Outre cette richesse constante de la direction d'acteurs, je suis très touché par le propos du film, qui trouve régulièrement le moyen de désamorcer certains jugements hâtifs que l’on serait tenté de lui apposer. La pâmoison geek des deux techniciennes face à un ancien modèle de sarcophage (« légendaire, il n’en faisaient déjà plus quand on a commencé à bosser pour eux ! ») me renvoie à mon propre vécu avec Cronenberg, puisque je n’ai pas l’âge d’avoir pu applaudir ses œuvres de body-horror à leur sortie. J’ai effectivement vu A Dangerous Method, Cosmopolis et Maps to the Stars en salles, mais je n’avais que six ans quand eXistenZ est arrivé. Pouvoir redécouvrir cette facette du cinéma qui a fait mon éducation dans les conditions traditionnellement prévues à cet effet me procure une joie qu’il m’est difficile d'exciser de mon ressenti critique. De plus, le propos du film sur la perception de l’art témoigne d'une bienveillance qui, l'air de rien, fait plaisir à voir chez un auteur de presque quatre-vingts ans qui entame sa cinquième décennie de carrière. Là où nombre de tentatives d’un discours sur la modernité passent avec la finesse d’un vieil homme hurlant sur de jeunes passants après une insolation sévère et quelques nuits sous un pont (Coucou BigBug et Jean-Pierre Jeunet, on a compris, papy trouve que la technologie rend con…), Cronenberg touche au sujet avec une facétie qui ne tranche jamais la question, mais ouvre le débat vers des horizons plus apaisés et stimulants. Après tout, pourquoi n’y aurait-il aucun potentiel artistique dans une tumeur abdominale ? Ou plus précisément, pourquoi chercher à systématiquement invalider le postulat d’un artiste qui aurait placé une intention esthétique construite et un véritable propos raisonné derrière la mise en scène de la tumeur en question ? Pourquoi chercher à tout prix une sincérité dans la démarche artistique, puisqu'une œuvre est vouée à être fomentée de toutes pièces par un individu bien spécifique ? Sans dévoiler l'issue du film, la dichotomie entre authenticité humaine "à l'ancienne" et évolution synthétique, entre art du cœur et construction de l'esprit, s'avère bien plus floue qu'on aurait pu l'escompter... à plus forte raison chez Cronenberg.

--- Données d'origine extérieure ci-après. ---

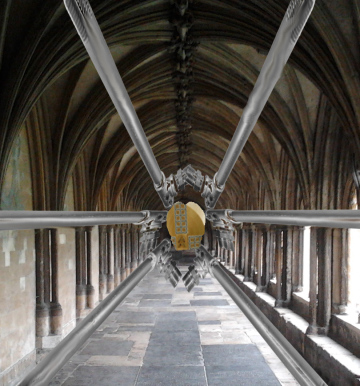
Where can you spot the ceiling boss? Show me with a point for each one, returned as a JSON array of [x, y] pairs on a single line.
[[186, 225]]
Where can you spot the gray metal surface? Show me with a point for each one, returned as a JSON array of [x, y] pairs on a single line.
[[85, 22], [289, 31], [21, 219], [315, 218], [42, 374], [295, 363]]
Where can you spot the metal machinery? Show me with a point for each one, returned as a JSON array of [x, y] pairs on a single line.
[[88, 29]]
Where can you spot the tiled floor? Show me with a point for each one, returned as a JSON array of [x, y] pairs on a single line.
[[161, 336]]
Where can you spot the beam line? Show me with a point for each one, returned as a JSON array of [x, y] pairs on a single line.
[[314, 218], [43, 373], [295, 363], [289, 32], [19, 219], [89, 31]]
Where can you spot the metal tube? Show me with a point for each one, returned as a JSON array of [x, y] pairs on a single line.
[[42, 374], [295, 363], [315, 218], [87, 27], [12, 220], [289, 31]]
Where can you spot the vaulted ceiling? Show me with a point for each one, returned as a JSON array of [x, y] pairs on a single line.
[[301, 153]]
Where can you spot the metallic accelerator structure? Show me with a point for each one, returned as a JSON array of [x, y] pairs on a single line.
[[223, 221]]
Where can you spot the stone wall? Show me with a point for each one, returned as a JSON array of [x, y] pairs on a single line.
[[17, 271]]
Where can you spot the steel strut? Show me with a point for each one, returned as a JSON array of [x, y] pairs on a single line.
[[43, 373], [289, 31], [315, 218], [22, 219], [87, 27], [295, 363]]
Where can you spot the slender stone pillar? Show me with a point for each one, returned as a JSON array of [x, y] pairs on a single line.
[[259, 257], [312, 329], [80, 271], [271, 254], [42, 308], [56, 314], [286, 276], [110, 258], [123, 253], [339, 271], [265, 260], [128, 251], [238, 251], [247, 252], [117, 255], [102, 260], [90, 290], [134, 248], [324, 241], [278, 266], [298, 257]]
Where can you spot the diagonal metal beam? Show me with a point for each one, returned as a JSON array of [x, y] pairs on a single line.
[[42, 374], [18, 219], [315, 218], [88, 28], [289, 31], [295, 363]]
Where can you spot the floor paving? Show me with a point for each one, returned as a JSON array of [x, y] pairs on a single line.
[[160, 336]]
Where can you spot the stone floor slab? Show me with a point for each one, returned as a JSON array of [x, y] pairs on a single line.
[[172, 375], [234, 376], [161, 336], [107, 346], [209, 302], [103, 376]]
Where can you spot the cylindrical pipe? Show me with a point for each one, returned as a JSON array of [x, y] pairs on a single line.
[[84, 20], [284, 42], [21, 219], [42, 374], [314, 218], [295, 363]]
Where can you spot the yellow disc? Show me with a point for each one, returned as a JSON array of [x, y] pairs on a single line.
[[186, 225]]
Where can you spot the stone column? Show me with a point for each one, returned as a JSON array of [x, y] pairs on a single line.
[[247, 252], [90, 290], [312, 329], [110, 258], [128, 251], [117, 255], [42, 308], [238, 250], [271, 253], [56, 314], [297, 242], [278, 266], [134, 248], [80, 271], [339, 271], [123, 253], [259, 232], [102, 261], [265, 260], [324, 241], [286, 277]]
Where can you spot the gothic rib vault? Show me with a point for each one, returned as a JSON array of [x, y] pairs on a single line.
[[49, 84], [302, 154]]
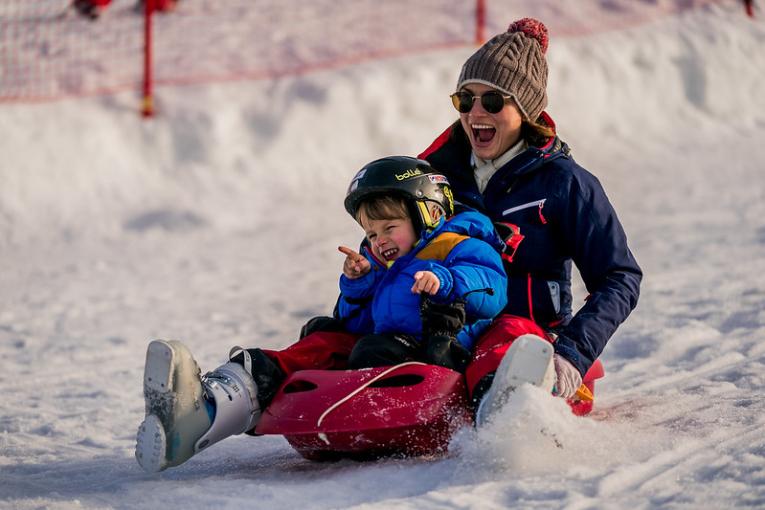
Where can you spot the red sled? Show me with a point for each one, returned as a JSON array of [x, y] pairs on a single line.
[[411, 409]]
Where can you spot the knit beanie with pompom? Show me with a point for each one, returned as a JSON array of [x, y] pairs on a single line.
[[514, 63]]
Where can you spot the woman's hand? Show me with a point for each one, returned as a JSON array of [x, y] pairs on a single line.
[[427, 282], [355, 265]]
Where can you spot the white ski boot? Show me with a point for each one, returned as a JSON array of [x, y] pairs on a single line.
[[528, 360], [185, 413]]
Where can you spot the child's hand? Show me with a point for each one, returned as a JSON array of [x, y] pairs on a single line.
[[355, 265], [426, 281]]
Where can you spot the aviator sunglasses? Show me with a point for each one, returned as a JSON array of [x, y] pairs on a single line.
[[491, 101]]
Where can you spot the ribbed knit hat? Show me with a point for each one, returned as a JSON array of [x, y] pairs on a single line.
[[513, 62]]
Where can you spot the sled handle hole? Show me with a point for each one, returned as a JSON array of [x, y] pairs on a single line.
[[398, 381], [299, 386]]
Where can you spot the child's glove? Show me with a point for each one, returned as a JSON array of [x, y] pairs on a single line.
[[440, 324], [568, 378]]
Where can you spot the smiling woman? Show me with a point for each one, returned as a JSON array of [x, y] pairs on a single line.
[[504, 159]]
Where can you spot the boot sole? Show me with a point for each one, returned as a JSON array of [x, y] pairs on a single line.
[[528, 360], [151, 439], [151, 445]]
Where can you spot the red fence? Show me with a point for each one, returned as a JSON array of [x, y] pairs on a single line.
[[49, 51]]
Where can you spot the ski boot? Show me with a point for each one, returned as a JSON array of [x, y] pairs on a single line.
[[528, 360], [186, 413]]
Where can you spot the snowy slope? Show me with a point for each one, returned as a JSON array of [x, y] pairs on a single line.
[[217, 223]]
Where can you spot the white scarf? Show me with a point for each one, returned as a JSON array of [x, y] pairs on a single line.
[[483, 170]]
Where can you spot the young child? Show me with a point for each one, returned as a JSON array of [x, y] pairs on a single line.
[[415, 246]]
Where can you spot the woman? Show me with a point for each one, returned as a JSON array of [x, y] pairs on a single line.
[[504, 159]]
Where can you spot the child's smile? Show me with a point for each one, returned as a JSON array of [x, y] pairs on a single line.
[[390, 239]]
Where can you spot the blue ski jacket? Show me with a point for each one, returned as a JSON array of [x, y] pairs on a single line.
[[463, 251], [551, 211]]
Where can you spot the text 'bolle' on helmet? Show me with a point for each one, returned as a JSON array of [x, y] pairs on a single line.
[[412, 179]]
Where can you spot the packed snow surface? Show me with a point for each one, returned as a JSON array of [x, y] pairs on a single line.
[[217, 223]]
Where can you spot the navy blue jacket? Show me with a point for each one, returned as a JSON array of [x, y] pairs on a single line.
[[462, 252], [560, 214]]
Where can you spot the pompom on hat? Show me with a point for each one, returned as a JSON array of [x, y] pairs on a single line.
[[514, 63]]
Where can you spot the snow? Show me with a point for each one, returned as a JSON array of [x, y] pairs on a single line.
[[217, 223]]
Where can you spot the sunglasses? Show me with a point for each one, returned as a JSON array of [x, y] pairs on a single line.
[[492, 101]]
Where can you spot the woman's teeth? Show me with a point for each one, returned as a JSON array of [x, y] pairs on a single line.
[[483, 132]]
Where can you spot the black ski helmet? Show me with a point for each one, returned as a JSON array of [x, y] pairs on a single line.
[[412, 179]]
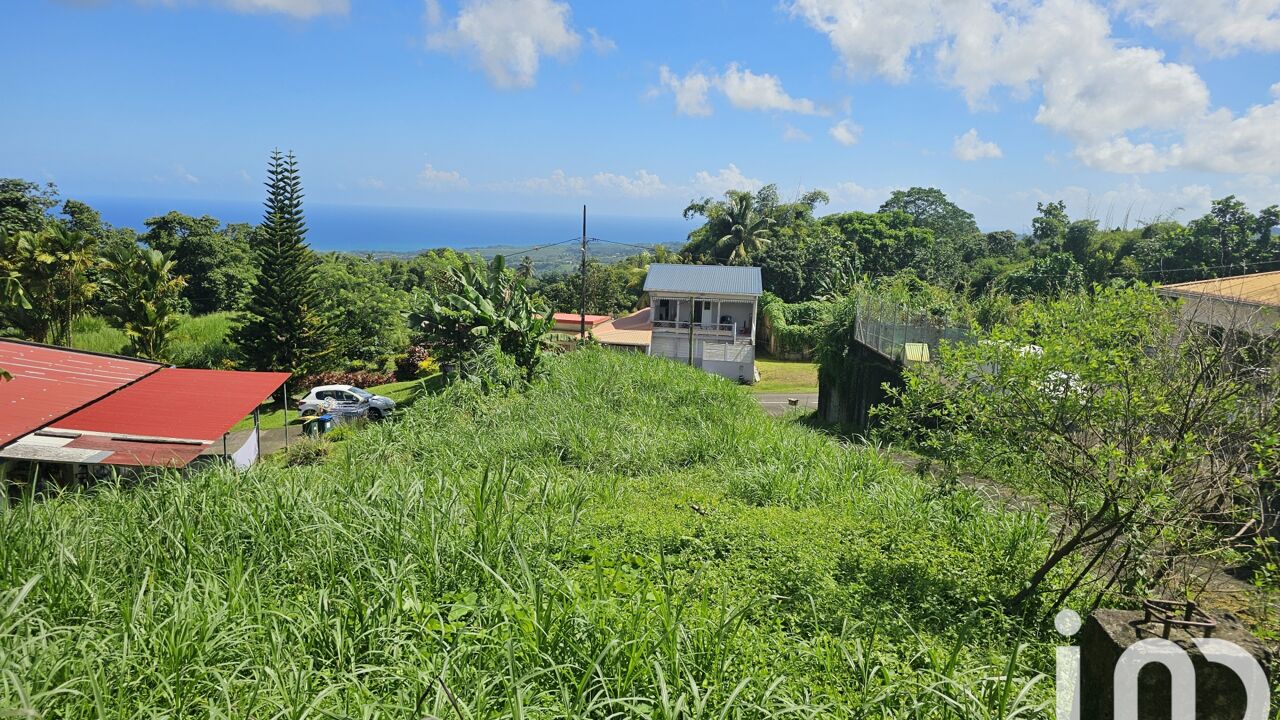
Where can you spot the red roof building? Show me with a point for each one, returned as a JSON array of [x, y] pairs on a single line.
[[85, 409]]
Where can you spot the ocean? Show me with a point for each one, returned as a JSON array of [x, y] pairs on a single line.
[[407, 229]]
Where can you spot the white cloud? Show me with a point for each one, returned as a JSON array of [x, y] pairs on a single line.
[[1120, 155], [727, 178], [641, 185], [749, 91], [873, 36], [1226, 144], [795, 135], [846, 132], [557, 183], [690, 91], [434, 178], [969, 147], [602, 45], [1127, 108], [1129, 204], [741, 87], [302, 9], [1223, 27], [850, 195], [508, 37]]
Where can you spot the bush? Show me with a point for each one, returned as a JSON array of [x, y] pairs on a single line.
[[307, 452], [359, 378], [416, 363], [792, 331]]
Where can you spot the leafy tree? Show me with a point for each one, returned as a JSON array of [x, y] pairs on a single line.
[[1144, 437], [929, 208], [24, 205], [741, 226], [1002, 242], [886, 242], [218, 263], [1232, 228], [49, 268], [1046, 277], [142, 296], [1050, 226], [364, 313], [611, 290], [748, 229], [490, 310], [83, 218], [284, 328]]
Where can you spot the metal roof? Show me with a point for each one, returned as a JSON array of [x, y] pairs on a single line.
[[50, 382], [177, 404], [712, 279], [1258, 288]]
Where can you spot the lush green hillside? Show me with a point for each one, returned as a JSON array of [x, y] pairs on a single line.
[[631, 537]]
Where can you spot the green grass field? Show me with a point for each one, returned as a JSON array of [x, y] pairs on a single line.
[[196, 342], [784, 376], [630, 538]]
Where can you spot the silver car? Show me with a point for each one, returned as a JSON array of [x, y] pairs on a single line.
[[346, 400]]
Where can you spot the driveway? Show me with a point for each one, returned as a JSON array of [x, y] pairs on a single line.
[[780, 402]]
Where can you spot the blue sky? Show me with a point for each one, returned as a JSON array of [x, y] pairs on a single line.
[[1137, 106]]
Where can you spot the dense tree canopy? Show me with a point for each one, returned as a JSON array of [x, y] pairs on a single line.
[[216, 261]]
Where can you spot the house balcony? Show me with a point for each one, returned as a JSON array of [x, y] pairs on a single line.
[[720, 332]]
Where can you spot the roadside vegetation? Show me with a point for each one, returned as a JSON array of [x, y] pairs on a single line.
[[627, 537]]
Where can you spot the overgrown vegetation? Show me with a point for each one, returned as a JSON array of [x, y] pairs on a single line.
[[1151, 441], [630, 537]]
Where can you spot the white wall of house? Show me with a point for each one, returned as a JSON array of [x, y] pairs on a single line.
[[723, 332]]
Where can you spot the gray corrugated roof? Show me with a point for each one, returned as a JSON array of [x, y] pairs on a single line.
[[714, 279]]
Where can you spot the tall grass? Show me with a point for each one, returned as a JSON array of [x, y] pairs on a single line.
[[196, 342], [629, 538]]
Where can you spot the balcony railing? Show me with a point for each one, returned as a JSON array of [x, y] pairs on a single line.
[[722, 331], [698, 327]]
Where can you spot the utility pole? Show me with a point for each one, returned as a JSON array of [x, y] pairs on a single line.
[[583, 305]]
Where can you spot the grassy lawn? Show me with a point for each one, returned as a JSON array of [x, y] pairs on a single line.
[[785, 376], [627, 538], [403, 393]]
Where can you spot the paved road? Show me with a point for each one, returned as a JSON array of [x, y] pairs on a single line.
[[780, 402], [273, 440]]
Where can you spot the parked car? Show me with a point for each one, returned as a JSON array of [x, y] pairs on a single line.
[[346, 400]]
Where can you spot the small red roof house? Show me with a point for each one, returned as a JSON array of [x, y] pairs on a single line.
[[88, 410], [572, 322]]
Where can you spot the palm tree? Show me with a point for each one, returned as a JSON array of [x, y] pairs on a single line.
[[144, 297], [748, 231], [45, 277]]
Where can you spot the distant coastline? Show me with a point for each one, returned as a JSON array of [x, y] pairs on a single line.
[[407, 231]]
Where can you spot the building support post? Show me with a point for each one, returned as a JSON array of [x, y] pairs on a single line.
[[286, 415], [690, 331], [257, 432]]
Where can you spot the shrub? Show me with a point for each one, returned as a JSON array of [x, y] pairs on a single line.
[[307, 452], [416, 363], [359, 378]]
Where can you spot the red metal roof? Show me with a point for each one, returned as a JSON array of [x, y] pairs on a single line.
[[50, 382], [560, 318], [176, 402], [140, 452]]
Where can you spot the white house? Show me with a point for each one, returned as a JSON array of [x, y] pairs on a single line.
[[705, 315]]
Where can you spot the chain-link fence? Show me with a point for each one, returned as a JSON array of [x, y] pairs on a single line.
[[887, 327]]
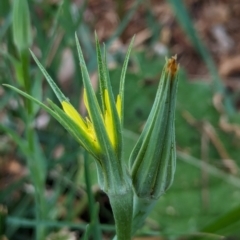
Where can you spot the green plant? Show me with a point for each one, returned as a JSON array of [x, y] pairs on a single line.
[[132, 192]]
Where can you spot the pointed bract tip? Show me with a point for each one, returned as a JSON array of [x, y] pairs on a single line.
[[172, 65]]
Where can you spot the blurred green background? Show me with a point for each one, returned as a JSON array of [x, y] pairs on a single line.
[[204, 201]]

Tout l'enjeu est d'accepter de vivre avec son temps, les questionnements des personnages reflètant évidemment ceux de l'auteur qui les met en scène avec une douceur régulièrement désarmante. Là où on aurait pu s'attendre à un film combatif cherchant à défendre son bifteck face aux Titaneries de l'actualité récente, Crimes of the Future se révèle d’une tendresse vibrante et malicieuse, comme pour étreindre chaudement les nouvelles trognes de la grande famille des monstres de l'art. Cette ouverture n’est d’ailleurs pas restreinte au film en lui-même. Les interviews récentes de Cronenberg, où lui sont tendues de nombreuses perches concernant Instagram, Tik Tok et les gens qui regardent du cinéma sur téléphone, montrent sous son meilleur jour cette positivité lucide et clairvoyante. Le réalisateur y confie son intérêt pour la façon dont la technologie n’a de cesse de réinventer le corps et l’esprit en proposant des expériences qui, bien que différentes les unes des autres, ne sont pas moins valides pour ceux qui les sollicitent.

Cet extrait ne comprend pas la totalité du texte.